The LCC proportion, however is set to grow. Last month, Etihad and Air Arabia announced the joint launch of Air Arabia Abu Dhabi, an LCC to be based in Abu Dhabi. The entity plans to finalise an order for at least 100 Boeing or Airbus jets in January.

Flydubai is adding to its in-service fleet of 47 B737s with an order for 237 more. It expects to take delivery of 100 aircraft by 2023, a date which may be at risk since the new orders are for the B737 MAX.

SAUDI ARABIA – THE SLEEPING GIANT THAT WILL TRANSFORM REGIONAL AVIATION

A new visa programme to encourage tourism and reduce the country’s dependence on oil revenue is now in effect for nationals of 49 countries. The Kingdom has set a goal of welcoming 100 million international and domestic visitors by 2030. New projects, including transforming 50 islands and sites on the Red Sea into luxury resorts and building Qiddiya, an entertainment city of theme parks, a safari zone, and a motor sports area near Riyadh, will create one million tourism jobs.
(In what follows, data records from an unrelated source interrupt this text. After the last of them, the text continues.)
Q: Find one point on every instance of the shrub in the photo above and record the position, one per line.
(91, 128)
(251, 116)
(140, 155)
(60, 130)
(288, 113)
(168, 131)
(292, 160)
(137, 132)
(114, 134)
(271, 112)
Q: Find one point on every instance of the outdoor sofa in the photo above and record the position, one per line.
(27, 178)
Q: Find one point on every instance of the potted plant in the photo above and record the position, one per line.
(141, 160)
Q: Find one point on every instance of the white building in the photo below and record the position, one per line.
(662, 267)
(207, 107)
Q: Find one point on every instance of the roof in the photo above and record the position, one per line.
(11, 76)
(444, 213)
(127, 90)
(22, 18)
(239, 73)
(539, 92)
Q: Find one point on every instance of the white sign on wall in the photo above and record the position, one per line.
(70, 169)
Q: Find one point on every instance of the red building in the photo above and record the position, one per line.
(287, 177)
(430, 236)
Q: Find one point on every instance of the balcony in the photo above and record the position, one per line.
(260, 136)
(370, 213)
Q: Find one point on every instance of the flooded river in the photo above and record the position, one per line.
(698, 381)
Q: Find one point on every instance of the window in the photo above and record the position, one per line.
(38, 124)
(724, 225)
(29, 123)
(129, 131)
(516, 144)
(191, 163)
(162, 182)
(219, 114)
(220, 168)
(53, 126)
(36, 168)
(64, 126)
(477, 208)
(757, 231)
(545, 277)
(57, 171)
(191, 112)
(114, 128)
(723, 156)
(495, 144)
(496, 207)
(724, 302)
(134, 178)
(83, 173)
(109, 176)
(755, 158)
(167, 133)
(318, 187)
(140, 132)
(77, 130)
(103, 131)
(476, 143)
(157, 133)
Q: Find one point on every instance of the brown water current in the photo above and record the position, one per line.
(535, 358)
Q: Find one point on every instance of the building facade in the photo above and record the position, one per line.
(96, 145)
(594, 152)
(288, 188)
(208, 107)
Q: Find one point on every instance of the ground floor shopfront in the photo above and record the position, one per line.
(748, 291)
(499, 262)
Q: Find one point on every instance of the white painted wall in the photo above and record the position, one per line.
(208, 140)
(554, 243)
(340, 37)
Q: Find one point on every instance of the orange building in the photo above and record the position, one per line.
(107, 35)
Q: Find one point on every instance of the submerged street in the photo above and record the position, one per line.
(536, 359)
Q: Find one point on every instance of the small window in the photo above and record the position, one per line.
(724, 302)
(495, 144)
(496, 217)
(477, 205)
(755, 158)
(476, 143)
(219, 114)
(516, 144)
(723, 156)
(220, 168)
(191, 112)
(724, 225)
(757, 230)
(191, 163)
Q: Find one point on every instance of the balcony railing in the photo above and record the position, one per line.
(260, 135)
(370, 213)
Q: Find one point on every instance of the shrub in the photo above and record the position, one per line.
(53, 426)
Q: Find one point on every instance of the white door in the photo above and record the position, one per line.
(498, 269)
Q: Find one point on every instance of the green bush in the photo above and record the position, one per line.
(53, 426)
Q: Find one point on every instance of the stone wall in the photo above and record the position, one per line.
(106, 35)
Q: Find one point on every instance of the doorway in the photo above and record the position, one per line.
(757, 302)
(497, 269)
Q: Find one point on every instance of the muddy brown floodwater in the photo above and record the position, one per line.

It’s an ambitious undertaking that will require plenty of airline seats to attract tourists from around the Gulf and Middle East. Accordingly, the Kingdom’s two LCCs are adding to their fleets. The Saudi Arabian Airlines LCC subsidiary, flyadeal, has ordered up to 50 A320neos. Deliveries start in 2021. Flynas, with 32 A319s and A320s in service, has 117 A320neos on order. Those new aircraft will be in high-density, dual-class, 174-seat configuration.

The explosive growth in LCC capacity between Air Arabia, Air Arabia Abu Dhabi, flydubai, flyadeal and Flynas will ensure the Middle East remains an aviation powerhouse, even when the A380s are gone and more flights start bypassing the region’s mega-hubs.


Byron Bohlman is a 39-year airline industry veteran and part-time consultant. He was a domestic airline pricing director for Air Canada and global marketing director at Bombardier and Embraer.